Fête du Trône 2006

Manhasset entre nouvel espoir et lassitude

Ce dimanche 11 mars, entre nouvel espoir et lassitude, s’ouvre à Manhasset, dans la banlieue de New York, le 9ème round des contacts sur le Sahara. Il réunit les délégations du Maroc, de l’Algérie, de la Mauritanie et du polisario. « Pourparlers informels» ? On a tant sacrifié, en effet, à l’euphémisme que l’on a vite oublié qu’il s’agit de véritables négociations avec un agenda, un ordre du jour, des thématiques et, surtout, la présence de Christopher Ross, représentant spécial du secrétaire général des Nations unies, nommé en janvier 2008.

09 Mars 2012 À 19:38

 Il conduit les « discussions » depuis bientôt quatre ans selon une méthode qui lui est particulière, s’inspirant de la diplomatie des « petits pas » et d’une patiente discrétion qui confine à la confidentialité. Et c’est toujours, paradoxalement, des « discussions informelles »… Autant son prédécesseur, Peter van Walsum, avait à cœur de parvenir le plus vite à un accord global sur le conflit du Sahara et donc forçait le pas, autant Christopher Ross procède par élimination d’étapes. On ne saurait lui en vouloir, ni non plus exiger de lui d’inventer la « baguette magique » pour en venir à bout.

Il faut rappeler, cependant, que Peter van Walsum, pragmatique et diplomate chevronné, était arrivé immanquablement à la conclusion que « le plan marocain d’autonomie reste la solution la plus réaliste » ! Qu’elle ait pu froisser et même sortir furieusement de leurs gonds les dirigeants algériens, paraissait presque normal, tant il est vrai que leur opposition à la nomination du diplomate hollandais était manifeste. Ils auront tout entrepris, manœuvres dilatoires et pressions officieuses, pour exiger son départ en avril 2007. Leur jubilation ne put être contenue lorsque Ban Ki-moon, tout à sa volonté de les satisfaire, nomma son successeur, Christopher Ross, ancien ambassadeur des Etats-Unis à Alger, passé auparavant par Fès comme diplomate.

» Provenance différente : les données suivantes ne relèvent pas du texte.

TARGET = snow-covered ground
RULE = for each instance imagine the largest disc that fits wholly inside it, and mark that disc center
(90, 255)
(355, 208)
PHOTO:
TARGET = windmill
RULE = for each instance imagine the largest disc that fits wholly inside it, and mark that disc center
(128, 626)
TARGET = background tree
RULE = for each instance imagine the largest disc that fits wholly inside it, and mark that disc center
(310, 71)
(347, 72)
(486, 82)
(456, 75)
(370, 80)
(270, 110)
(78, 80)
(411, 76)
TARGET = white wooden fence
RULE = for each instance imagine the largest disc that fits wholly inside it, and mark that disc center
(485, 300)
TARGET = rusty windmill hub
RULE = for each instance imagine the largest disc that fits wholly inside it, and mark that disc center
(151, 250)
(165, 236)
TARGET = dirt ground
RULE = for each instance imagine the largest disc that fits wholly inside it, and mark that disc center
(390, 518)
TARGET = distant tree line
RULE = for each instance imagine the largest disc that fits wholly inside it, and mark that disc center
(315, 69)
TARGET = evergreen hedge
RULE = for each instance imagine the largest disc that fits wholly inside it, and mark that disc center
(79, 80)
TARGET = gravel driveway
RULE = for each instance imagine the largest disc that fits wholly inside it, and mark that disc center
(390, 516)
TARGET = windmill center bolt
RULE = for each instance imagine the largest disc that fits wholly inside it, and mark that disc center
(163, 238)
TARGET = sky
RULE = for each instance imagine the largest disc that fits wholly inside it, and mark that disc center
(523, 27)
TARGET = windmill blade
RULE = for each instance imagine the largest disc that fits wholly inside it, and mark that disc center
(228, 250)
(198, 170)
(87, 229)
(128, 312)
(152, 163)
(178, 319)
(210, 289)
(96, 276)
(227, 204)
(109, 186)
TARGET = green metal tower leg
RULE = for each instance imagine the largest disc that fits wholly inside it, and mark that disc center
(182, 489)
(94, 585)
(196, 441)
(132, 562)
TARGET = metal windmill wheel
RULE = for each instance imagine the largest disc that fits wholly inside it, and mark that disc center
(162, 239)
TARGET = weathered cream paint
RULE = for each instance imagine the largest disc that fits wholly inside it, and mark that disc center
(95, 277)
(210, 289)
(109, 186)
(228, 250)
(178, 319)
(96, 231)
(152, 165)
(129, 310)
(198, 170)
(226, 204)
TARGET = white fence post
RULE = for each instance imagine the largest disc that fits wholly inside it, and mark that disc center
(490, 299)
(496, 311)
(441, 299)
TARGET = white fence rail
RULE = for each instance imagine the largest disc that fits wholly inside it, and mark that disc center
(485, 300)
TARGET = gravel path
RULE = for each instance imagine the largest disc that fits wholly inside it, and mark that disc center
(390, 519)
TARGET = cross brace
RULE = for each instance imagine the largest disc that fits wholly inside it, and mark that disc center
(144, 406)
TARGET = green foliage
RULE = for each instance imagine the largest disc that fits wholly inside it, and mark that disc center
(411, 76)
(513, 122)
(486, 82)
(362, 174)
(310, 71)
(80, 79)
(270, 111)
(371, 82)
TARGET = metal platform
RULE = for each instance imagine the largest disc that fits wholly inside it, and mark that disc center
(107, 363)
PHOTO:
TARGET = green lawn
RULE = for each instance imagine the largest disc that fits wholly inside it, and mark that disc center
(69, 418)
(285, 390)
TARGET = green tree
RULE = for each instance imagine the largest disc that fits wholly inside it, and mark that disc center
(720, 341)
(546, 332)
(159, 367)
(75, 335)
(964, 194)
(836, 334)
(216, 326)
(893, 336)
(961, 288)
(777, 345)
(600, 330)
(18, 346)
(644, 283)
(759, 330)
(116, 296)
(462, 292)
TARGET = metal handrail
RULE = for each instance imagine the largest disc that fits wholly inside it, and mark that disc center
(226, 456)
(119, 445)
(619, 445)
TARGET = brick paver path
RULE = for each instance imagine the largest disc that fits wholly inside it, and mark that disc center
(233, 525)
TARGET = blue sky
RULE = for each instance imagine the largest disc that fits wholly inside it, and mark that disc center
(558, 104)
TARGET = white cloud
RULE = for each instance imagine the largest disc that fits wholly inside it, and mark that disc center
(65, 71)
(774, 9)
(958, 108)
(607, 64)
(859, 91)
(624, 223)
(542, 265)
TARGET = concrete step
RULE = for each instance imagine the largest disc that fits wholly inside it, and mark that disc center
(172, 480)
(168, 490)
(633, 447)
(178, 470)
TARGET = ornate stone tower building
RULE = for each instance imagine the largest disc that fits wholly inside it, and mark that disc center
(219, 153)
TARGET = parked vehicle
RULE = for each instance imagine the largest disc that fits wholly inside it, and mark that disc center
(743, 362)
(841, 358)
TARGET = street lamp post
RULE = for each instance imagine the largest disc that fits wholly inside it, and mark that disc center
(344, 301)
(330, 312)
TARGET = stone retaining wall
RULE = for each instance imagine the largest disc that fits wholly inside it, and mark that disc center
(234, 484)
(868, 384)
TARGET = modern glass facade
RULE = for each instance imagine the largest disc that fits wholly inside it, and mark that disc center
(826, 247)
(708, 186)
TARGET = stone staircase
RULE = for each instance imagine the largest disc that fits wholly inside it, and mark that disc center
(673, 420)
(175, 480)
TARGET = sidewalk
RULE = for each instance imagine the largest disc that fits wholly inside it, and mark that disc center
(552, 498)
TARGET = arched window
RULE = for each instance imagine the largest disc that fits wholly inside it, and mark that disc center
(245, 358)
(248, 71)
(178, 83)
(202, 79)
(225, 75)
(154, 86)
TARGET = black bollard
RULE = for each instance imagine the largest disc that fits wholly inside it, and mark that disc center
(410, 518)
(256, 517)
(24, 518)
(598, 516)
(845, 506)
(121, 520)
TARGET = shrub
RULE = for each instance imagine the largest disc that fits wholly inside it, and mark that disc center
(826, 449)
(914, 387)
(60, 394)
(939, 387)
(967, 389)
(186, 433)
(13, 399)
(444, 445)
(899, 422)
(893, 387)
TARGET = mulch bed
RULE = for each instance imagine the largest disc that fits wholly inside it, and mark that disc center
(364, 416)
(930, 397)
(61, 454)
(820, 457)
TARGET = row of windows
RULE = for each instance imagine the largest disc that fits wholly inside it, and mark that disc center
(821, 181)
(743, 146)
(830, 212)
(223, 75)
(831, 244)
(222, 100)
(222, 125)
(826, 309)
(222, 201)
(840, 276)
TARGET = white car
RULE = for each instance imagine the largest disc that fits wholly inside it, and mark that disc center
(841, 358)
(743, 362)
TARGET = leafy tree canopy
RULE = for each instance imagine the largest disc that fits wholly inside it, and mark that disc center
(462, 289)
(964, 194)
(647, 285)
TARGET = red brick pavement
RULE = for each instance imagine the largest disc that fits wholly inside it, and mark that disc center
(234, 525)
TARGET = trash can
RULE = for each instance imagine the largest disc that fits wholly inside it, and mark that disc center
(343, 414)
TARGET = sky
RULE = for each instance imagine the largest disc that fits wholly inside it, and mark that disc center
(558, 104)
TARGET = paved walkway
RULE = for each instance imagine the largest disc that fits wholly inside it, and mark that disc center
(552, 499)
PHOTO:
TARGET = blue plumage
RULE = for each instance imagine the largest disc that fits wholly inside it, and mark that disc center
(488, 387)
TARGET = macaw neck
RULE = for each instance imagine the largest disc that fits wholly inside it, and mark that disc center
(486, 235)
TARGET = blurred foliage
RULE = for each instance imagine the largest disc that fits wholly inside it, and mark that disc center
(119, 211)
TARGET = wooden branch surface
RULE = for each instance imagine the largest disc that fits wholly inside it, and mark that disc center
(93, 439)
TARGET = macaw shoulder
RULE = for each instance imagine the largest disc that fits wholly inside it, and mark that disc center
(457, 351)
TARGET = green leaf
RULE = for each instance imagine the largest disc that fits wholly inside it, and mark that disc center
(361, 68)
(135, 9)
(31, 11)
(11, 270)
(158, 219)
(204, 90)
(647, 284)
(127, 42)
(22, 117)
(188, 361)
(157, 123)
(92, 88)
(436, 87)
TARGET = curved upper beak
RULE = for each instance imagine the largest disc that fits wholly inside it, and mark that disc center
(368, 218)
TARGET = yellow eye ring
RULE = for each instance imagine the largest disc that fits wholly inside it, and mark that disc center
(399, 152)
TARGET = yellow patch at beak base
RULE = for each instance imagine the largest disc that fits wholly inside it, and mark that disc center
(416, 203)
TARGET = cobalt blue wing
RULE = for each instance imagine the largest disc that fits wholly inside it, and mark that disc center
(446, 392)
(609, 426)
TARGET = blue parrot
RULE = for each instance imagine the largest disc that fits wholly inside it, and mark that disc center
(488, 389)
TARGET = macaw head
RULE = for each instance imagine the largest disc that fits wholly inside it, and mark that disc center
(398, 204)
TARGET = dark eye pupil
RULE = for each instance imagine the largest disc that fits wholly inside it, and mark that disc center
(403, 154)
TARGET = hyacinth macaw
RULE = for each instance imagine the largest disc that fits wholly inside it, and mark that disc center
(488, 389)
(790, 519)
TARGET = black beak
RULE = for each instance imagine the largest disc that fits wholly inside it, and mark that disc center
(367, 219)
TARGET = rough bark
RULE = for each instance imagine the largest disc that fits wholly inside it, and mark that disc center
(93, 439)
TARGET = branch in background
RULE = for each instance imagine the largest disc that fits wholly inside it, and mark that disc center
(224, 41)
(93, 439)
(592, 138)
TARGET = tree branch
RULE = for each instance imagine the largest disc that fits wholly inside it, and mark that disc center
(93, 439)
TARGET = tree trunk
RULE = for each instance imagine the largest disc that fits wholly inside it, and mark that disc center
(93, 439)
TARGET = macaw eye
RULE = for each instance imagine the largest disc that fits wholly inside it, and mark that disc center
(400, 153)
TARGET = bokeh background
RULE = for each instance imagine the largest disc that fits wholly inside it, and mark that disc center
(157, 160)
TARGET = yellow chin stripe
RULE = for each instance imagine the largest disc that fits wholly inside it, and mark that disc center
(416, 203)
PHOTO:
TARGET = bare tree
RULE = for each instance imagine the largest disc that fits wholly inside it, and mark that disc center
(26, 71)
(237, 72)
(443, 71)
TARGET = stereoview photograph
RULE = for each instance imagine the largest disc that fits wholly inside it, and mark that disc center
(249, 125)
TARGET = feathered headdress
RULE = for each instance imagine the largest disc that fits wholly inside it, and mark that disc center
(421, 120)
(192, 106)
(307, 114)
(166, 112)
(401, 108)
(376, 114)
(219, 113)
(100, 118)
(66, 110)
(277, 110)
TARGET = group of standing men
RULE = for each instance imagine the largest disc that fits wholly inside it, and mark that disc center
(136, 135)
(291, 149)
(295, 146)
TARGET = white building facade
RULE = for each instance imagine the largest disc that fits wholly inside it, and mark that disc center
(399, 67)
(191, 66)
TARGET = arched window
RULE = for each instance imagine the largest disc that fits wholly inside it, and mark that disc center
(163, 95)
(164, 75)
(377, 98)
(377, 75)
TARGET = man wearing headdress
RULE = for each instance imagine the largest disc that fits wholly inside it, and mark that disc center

Après avoir mené les négociations de main ferme, confronté les idées de part et d’autre, écouté les points de vue, Peter van Walsum, dans son rapport remis au Conseil de sécurité estimait que «l'indépendance du Sahara occidental n’était pas un objectif réaliste et que le Front polisario devrait y renoncer». Il avait invité par la même occasion les dirigeants de ce dernier à «devenir réalistes», soulignant non sans conviction que «l'indépendance ne pourrait être atteinte». La formule de « réalistes » n’était pas une clause de style, parce que le Conseil de sécurité, constatant le blocage quasi irréversible du dossier, avait prescrit de fermes et incontournables recommandations aux parties en conflit. Il les invitait d’une part à trouver une autre voie de négociation, et d’autre part, à « faire preuve de réalisme ». Autrement dit, à tempérer l’intransigeance affolante. On le sait, Algérie et polisario ne se conformèrent jamais à la recommandation solennelle de l’ONU. L’on sait, également, que, a contrario et dès 2005, après en avoir débattu démocratiquement, le contenu au niveau de toutes les instances nationales et notamment au Sahara même, le Maroc mit en œuvre le Plan d’autonomie, soumis en avril 2007 au Conseil de sécurité. Les Etats-Unis, la France, l’Italie et l'Espagne, entre autres, avaient appuyé officiellement l'initiative d'autonomie au Sahara proposée par le Maroc. L'ambassadeur américain au Conseil de sécurité, Zalmay Khalilzad, soulignait même que «l'opinion de Peter van Walsum méritait d'être sérieusement prise en considération», confortant ainsi la légalité et le droit international.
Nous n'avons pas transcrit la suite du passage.